It was only two weeks ago that a self-driving car belonging to Google crashed into the side of a bus due to judgment calls the software deemed necessary. As we reported there would be some scrutiny of the engineering behind self-driving car technology and now a robotics expert from Duke University came through for the skeptics. 

Missy Cummings is the director of a robotics focused lab called the Human and Autonomy Lab at Duke University and testified to a Senate commerce committee that the self-driving technology isn't ready for deployment. Present at the hearing were executives from Google, General Motors, Delphi and Lyft, according to The Verge.  

Speaking of the self-driving technology embedded into the cars that the UK want on the roads by 2017, she said: "There is no question someone is going to die in this technology.
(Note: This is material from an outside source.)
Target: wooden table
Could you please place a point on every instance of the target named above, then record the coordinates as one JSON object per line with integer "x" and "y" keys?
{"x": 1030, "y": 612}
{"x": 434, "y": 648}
The question is when, and what can we do to minimize that."

She further went on to say, "I perceive there to be a rush to field systems that are not ready for widespread deployment. One issue is operation in bad weather including standing water on roadways, drizzling rain, sudden downpours and snow." 

Chris Urmson, who defended the autonomous cars in the accident two weeks ago encouraged the Senate to start putting the federal regulations in place for the driverless cars so they can fast track getting them onto the roads, despite the scrutiny after the bus accident and accidents before them. He also urged the Senate to legalize the cars across the country instead of individual states using the technology.

Urmson told the Senate: "If every state is left to go its own way, it would be extremely impractical to operate autonomous vehicle across state boundaries." 

Further queries into how vulnerable the GPS system was to hacking was brought to the Senate's attention by Cummings as well. 

As a result, Urmson has said that the driverless cars have done over 1.4 million miles and have done the equivalent of 108 years on the road and that they were ready for deployment. According to TechInsider, Google's fleet of cars has only been in "17 minor accidents since 2012."